Surviving During the Time of COVID
The pandemic caused her to worry briefly about the future of the business, particularly in the eight weeks that the store could do only curbside sales.
“We lost a lot of money,” she says. “And then the second we opened back up to let people come in, we pretty much made up our money pretty quickly. I was really, really surprised. I thought we were going to be in trouble.”
Remote-controlled cars did particularly well during the shutdown, as did sidewalk chalk, jump ropes, hula hoops and other outdoor toys.
“Puzzles we could not keep in stock, and board games,” she says. “People were really taking time to sit at home and have a family night and play board games, which is good! People need to spend more time playing board games with their family!”
“A lot of people are finding that they’d missed a lot with their children because they thought they didn’t have time,” Walter says. “This was forced on them, but now they’ll miss it when they go back.”

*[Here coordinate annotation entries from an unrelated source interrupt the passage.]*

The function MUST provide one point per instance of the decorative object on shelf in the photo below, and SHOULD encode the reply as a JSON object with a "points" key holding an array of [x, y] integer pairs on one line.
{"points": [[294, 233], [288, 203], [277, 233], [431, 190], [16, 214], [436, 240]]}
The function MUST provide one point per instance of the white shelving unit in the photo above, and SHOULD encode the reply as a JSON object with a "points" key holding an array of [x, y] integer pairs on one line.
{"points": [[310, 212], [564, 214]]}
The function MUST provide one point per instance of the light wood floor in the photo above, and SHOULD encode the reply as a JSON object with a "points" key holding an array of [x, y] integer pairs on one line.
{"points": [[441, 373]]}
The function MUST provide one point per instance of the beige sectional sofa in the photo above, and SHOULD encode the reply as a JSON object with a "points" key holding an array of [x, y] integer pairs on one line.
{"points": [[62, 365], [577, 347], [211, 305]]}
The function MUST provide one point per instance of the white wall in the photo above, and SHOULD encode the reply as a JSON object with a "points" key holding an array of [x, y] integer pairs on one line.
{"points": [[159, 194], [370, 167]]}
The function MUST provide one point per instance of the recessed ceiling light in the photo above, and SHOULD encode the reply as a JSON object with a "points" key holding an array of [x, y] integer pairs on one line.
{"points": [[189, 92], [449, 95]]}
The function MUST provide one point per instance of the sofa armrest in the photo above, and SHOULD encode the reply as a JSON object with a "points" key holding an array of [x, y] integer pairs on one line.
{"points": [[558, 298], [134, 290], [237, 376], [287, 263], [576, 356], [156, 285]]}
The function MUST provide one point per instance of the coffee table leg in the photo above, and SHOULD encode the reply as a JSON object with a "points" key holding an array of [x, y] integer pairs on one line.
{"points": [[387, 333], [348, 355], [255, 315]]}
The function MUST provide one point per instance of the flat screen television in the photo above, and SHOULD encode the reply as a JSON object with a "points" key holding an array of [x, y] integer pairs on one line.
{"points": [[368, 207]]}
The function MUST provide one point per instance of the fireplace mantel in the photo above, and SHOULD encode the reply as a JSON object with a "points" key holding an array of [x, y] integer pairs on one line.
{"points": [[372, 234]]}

Walter still owns the building but says he doesn’t come into the store much anymore. He’ll drop in every once in a while, especially during the lead-up to Christmas.
“He comes in and says, ‘You need to order more of this! You need to order more of that! You didn’t clean the bathrooms this morning! Somebody needs to vacuum the floor!’” Tricia laughs. “We get a lot of that.”
But he really likes to see the longtime customers, including families that have been shopping at Homewood Toy and Hobby for generations.
“It is amazing,” he says. “There’s one man and his family that come in here with their children – and they’re grown children that have their own children now. I don’t know his name, but he always gives me a big hug, and every year he says, ‘One more year.’”
Tricia says customers still come in who remember when the store was on the corner and sold bicycles.
“There are people that just want to come in the store because this is where their toys came from when they were little,” she says. “For Thanksgiving, normally we see tons of people that are in town visiting family that just bring kids and grandkids because they want them to see our store. … I just like to see the people come back who have shopped here over the years and have good things to say.”
“People like to come into the store and see the same person,” she added, reaching for Walter’s stack of photographs. “We’ve had lots of employees that have worked here for a long time. Julie, who manages the store up front, has been here probably 20 years now. I’ve worked here forever.”
She pulled out a photo of a middle-aged man behind a counter smiling and holding a model train.
“Bill Norman, who passed away a few years ago, worked here for 37 years. It’s harder to do now, but we like to get employees that will actually stay. People want to come in and see familiar faces.”
Even with COVID-19’s continued presence, she expects she’ll see plenty of familiar faces over the holidays.
“One thing we learned during the pandemic: People might cut back, but they’re not going to skimp on their kids’ toys,” she says. “Kids are going to get toys one way or the other. Christmas is going to happen. … We’re just happy we’re still here and that people still keep coming to the store. It’s a really good business to be in, really.”